Reading notes from Robert Nystrom’s Game Programming Patterns.

Chap.1 Architecture, Performance, and Games

We have a few forces in play:

  1. We want nice architecture so the code is easier to understand and over the lifetime of the project.
  2. We want fast runtime Performance
  3. We want to get today’s features done quickly.

Summary:

  1. Abstraction and decoupling make evolving your program faster and easier, but don’t waster time doing them unless you’re confident the code in question needs that flexibility.
  2. Think about and design for performance throughout your development cycle, but put off the low-level, nitty-gritty optimizations that lock assumptions into your code until as late as possible.
  3. Move quickly to explore your game’s design space, but don’t go so fast that you leave a mess behind you. You’ll have to live with it, after all.
  4. If you are going to ditch code, don’t waster time making it pretty. Rock stars trash hotel rooms because they know they’re going to check out the next day.
  5. But, most of all, if you want to make something fun, have fun making it.
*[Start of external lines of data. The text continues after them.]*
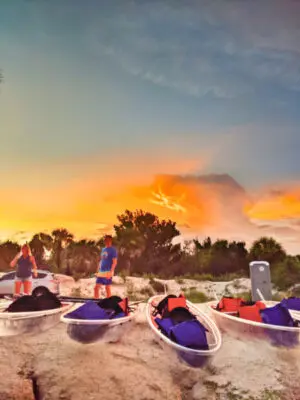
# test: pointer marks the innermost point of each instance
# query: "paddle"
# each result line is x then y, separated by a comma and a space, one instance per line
85, 299
260, 294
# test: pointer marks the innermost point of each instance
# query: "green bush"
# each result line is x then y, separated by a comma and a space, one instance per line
157, 286
196, 296
76, 292
147, 291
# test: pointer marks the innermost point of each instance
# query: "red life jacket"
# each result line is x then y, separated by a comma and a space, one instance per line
251, 312
229, 304
176, 302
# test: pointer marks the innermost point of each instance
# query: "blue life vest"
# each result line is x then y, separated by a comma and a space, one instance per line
190, 333
292, 303
90, 310
278, 315
24, 267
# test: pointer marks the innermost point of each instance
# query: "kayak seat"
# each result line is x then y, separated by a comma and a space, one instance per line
176, 302
278, 315
162, 306
292, 303
190, 334
251, 312
229, 304
164, 324
181, 314
40, 300
90, 310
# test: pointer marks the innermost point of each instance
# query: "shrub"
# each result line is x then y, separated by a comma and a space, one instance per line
76, 292
157, 286
196, 296
147, 291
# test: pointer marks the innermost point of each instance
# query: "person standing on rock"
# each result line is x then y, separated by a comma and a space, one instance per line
25, 264
106, 268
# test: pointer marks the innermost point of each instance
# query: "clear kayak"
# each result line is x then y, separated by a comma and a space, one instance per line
193, 357
244, 329
29, 323
87, 331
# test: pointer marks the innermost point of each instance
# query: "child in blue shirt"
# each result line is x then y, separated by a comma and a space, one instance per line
106, 268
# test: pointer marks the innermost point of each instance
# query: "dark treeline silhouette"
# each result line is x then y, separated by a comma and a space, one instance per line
146, 246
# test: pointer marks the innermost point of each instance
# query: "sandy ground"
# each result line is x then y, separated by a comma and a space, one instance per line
139, 368
86, 286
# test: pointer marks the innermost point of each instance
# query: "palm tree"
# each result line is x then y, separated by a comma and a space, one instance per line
131, 244
62, 238
83, 257
38, 244
267, 249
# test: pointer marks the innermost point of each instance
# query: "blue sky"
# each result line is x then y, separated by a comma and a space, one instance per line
83, 80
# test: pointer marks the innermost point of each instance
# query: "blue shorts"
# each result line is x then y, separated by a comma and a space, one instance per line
104, 281
27, 279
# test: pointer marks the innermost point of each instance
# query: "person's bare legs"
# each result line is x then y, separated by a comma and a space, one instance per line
27, 287
97, 291
108, 290
17, 288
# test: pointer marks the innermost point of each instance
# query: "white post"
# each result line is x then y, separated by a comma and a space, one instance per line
260, 294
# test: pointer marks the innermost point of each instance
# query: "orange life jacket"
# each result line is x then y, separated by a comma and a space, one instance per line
176, 302
229, 304
251, 313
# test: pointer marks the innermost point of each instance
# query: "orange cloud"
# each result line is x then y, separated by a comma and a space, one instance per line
85, 197
283, 204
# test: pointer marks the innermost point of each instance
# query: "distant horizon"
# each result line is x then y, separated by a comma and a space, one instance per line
110, 107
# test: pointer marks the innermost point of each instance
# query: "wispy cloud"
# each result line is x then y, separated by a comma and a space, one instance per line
221, 49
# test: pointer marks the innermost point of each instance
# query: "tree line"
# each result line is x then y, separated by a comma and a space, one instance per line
145, 245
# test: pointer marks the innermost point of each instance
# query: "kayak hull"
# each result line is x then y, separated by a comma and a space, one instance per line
91, 331
29, 323
191, 357
242, 329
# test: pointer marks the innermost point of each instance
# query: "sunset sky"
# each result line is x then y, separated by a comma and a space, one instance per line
103, 101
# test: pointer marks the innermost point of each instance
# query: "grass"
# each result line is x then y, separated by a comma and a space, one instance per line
196, 296
233, 393
76, 292
157, 286
146, 291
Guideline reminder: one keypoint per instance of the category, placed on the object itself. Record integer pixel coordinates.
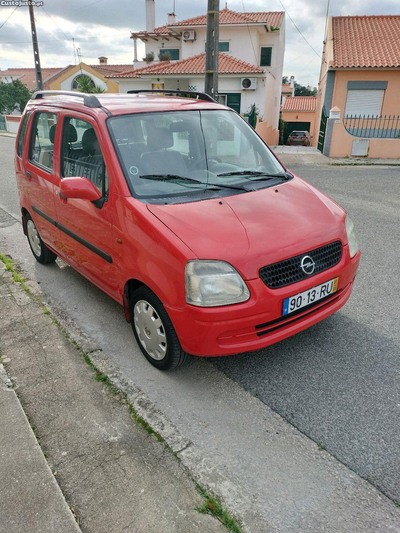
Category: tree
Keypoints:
(13, 96)
(300, 90)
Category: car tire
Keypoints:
(41, 252)
(154, 331)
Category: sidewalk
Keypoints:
(310, 155)
(114, 474)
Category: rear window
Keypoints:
(42, 140)
(22, 135)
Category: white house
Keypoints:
(251, 46)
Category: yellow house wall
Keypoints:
(342, 141)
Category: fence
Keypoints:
(383, 127)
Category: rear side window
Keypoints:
(22, 135)
(42, 140)
(82, 155)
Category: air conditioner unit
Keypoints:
(189, 35)
(249, 84)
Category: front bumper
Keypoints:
(258, 322)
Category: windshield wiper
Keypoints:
(265, 175)
(167, 177)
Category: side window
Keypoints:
(42, 140)
(81, 154)
(22, 135)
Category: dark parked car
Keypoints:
(299, 138)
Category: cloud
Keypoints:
(103, 27)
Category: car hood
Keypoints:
(257, 228)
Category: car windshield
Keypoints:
(175, 157)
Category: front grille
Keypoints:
(289, 271)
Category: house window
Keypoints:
(266, 56)
(364, 103)
(84, 78)
(173, 53)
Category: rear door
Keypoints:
(38, 173)
(86, 227)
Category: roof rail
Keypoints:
(197, 95)
(89, 100)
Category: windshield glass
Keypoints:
(191, 155)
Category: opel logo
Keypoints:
(307, 265)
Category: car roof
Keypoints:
(119, 104)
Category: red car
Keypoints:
(179, 211)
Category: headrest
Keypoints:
(158, 138)
(88, 142)
(52, 133)
(72, 136)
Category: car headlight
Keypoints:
(351, 237)
(213, 283)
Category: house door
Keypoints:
(294, 126)
(322, 129)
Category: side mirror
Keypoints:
(79, 188)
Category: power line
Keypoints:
(68, 38)
(9, 17)
(295, 25)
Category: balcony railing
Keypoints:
(383, 127)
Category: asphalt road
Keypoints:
(337, 382)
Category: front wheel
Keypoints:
(40, 251)
(154, 331)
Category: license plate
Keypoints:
(309, 297)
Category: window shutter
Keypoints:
(364, 102)
(266, 55)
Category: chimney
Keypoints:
(292, 84)
(150, 16)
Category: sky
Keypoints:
(89, 29)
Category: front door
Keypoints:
(86, 227)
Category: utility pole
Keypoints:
(39, 81)
(212, 44)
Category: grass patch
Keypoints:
(214, 507)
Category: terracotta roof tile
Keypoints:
(226, 16)
(366, 41)
(300, 103)
(193, 65)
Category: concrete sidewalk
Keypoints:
(114, 474)
(310, 155)
(117, 476)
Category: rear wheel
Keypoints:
(42, 254)
(154, 331)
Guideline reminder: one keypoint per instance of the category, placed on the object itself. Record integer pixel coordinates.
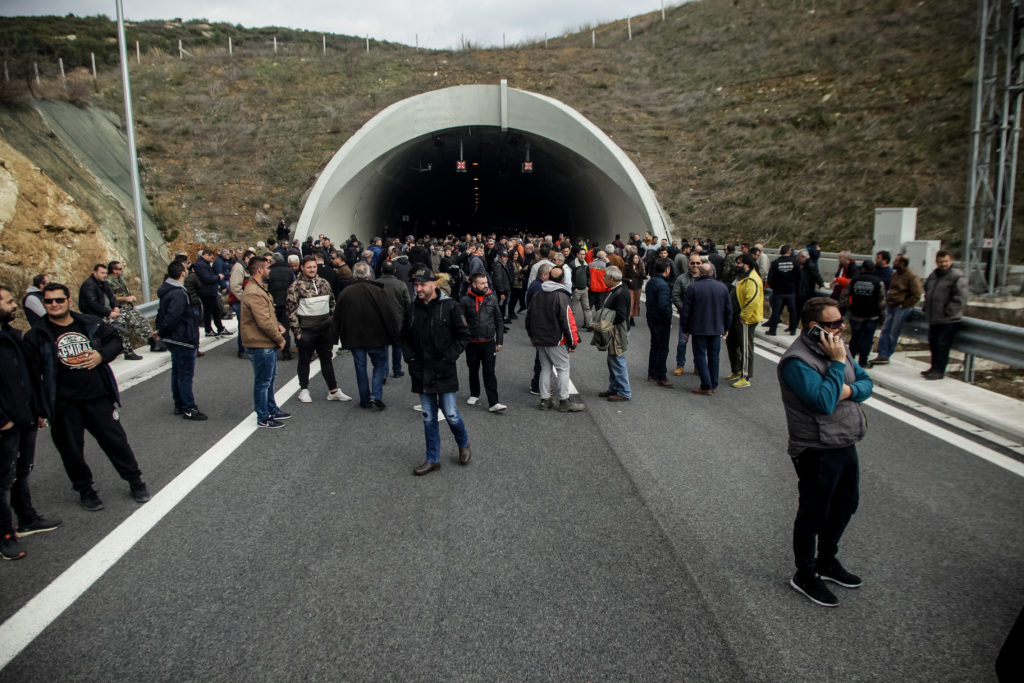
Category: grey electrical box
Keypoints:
(894, 228)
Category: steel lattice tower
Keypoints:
(994, 136)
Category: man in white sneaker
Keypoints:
(309, 305)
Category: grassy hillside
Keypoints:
(754, 120)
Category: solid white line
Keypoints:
(950, 437)
(48, 604)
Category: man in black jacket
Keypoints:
(72, 353)
(433, 335)
(178, 329)
(95, 297)
(367, 326)
(783, 280)
(22, 414)
(485, 337)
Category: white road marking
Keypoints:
(950, 437)
(48, 604)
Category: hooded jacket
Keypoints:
(549, 317)
(175, 322)
(433, 335)
(41, 348)
(483, 316)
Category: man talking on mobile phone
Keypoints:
(822, 389)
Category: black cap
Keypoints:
(424, 275)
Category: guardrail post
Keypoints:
(969, 368)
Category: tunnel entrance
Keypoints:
(479, 159)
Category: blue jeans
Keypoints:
(264, 371)
(895, 317)
(706, 351)
(396, 358)
(619, 378)
(861, 337)
(378, 355)
(182, 371)
(429, 403)
(681, 347)
(237, 307)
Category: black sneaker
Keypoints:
(9, 550)
(90, 500)
(140, 493)
(835, 572)
(815, 589)
(37, 525)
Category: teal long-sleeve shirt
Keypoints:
(821, 392)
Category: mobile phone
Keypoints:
(816, 333)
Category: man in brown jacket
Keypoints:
(904, 293)
(261, 337)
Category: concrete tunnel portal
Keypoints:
(400, 173)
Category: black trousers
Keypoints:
(828, 485)
(282, 314)
(17, 457)
(321, 341)
(211, 313)
(660, 334)
(940, 340)
(478, 353)
(100, 419)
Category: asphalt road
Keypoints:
(647, 540)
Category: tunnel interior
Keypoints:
(417, 188)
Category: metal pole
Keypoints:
(133, 156)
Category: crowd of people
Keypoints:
(420, 304)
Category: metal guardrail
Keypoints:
(976, 338)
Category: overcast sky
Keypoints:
(438, 23)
Chap.2 Design Patterns Revisited

Chap. Data Locality

注意

But because of caching, the way you organize data directly impacts performance.

Modern CPUs have caches to speed up memory access. These can access memory adjacent to recently accessed memory much quicker. Take advantage of that to improve performance by increasing data locality: keeping data in contiguous memory in the order that you process it.